Studies on the association between suicidality and finasteride use are limited. In a large cohort of men 66 years or older with BPH, Welk et al19 found no increased risk of completed suicide with finasteride but did identify an increased risk of self-harm compared with unexposed men. On the contrary, an analysis of the US Food and Drug Administration’s Adverse Event Reporting System database found disproportional reporting of suicidal ideation among men using finasteride for alopecia, but the sample size was limited to 39 men.24 Given the limited evidence, we performed a pharmacovigilance study to further investigate the association between finasteride use and suicidality (ideation, attempt, and completed suicide) and psychological adverse events (depression and/or anxiety) using VigiBase, the World Health Organization’s international database of individual case safety reports.25
*This is the first analysis, to our knowledge, of suicidality and psychological adverse events in association with finasteride in VigiBase, an international pharmacovigilance database, with comprehensive sensitivity analyses examining pharmacodynamically different drugs prescribed for similar indications (minoxidil and tamsulosin) as well as a drug with similar mechanisms of action (dutasteride). In the context of increased scrutiny of post finasteride syndrome, our exploratory findings highlight the need to further investigate the adverse events of finasteride use among young patients treated with the drug for alopecia, the cohort driving the disproportionality signal. Clinicians should pay greater attention to the psychological adverse effects of finasteride when prescribing them, especially in the younger population using the drug for hair loss. In addition, our sensitivity analyses shed light on potential biases that may confound the association between finasteride use and suicidality, namely, stimulated reporting, which should be further investigated.
Conclusions
Using validated pharmacovigilance methods, we found significant disproportional signals for suicidality associated with finasteride use. In stratified analyses, these signals were not present in older patients prescribed finasteride for BPH but were only present among younger patients using finasteride for alopecia. In sensitivity analyses, drugs with similar indications but different mechanisms of action and drugs with similar mechanisms of action and adverse effect profiles did not have disproportional reporting of suicidality nor psychological adverse events.

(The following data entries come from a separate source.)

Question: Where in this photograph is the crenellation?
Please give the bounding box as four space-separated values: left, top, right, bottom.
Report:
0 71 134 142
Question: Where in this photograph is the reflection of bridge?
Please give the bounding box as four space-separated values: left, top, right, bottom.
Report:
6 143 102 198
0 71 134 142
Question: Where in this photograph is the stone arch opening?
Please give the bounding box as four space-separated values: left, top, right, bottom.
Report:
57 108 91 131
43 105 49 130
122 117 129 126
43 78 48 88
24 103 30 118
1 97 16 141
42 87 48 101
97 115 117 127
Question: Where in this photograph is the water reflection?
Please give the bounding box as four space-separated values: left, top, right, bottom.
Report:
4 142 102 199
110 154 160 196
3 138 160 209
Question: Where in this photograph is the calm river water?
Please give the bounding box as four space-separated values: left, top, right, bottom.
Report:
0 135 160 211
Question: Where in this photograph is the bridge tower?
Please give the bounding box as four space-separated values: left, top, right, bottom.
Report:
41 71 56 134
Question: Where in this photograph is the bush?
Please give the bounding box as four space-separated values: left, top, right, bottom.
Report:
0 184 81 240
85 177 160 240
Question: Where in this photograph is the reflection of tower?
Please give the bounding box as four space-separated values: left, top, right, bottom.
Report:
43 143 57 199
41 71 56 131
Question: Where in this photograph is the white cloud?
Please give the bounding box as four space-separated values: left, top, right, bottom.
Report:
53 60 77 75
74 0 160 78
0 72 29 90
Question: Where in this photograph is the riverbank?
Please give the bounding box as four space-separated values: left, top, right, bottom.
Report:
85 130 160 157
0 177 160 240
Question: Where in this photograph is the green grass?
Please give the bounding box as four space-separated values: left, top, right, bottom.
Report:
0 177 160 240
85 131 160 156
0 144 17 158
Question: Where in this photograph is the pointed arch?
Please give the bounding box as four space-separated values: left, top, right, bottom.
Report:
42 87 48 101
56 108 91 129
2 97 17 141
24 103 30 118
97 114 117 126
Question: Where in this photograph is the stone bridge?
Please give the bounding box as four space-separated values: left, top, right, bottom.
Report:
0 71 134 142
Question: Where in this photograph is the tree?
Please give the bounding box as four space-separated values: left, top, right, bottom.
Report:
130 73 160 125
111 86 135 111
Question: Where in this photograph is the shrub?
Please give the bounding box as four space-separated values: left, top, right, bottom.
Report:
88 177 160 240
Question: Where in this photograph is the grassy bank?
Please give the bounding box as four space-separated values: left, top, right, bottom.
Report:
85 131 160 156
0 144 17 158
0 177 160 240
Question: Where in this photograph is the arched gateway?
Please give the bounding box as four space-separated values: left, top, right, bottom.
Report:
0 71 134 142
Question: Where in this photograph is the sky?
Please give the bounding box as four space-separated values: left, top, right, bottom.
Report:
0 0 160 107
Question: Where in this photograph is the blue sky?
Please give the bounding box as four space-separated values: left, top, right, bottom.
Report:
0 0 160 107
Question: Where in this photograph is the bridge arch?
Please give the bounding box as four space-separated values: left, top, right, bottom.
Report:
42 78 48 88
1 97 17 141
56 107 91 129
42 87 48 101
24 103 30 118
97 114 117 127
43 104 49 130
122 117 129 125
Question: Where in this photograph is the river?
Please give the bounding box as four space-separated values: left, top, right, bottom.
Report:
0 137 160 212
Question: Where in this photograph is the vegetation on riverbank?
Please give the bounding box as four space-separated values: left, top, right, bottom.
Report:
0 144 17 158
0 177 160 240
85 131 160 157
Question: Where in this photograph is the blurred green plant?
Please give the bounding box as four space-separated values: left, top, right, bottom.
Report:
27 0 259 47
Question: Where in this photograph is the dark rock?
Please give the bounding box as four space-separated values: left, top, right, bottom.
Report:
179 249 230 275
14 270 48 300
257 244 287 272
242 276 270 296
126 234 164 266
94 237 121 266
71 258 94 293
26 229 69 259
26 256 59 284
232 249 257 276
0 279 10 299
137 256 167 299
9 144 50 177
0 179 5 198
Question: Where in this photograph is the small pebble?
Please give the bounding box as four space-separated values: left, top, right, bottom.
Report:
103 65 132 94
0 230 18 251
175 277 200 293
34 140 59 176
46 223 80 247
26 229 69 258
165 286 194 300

Disproportional reporting of suicidality associated with finasteride use was observed after 2012. In light of these exploratory findings, disproportional signals associated with finasteride may be attributed to reporting biases, namely, stimulated reporting, or to greater repercussions of adverse effects and/or inherent psychological morbidities among younger men. Suicidality and psychological adverse events associated with finasteride use by young patients undergoing treatment for alopecia and potential biases confounding this association merit further investigation.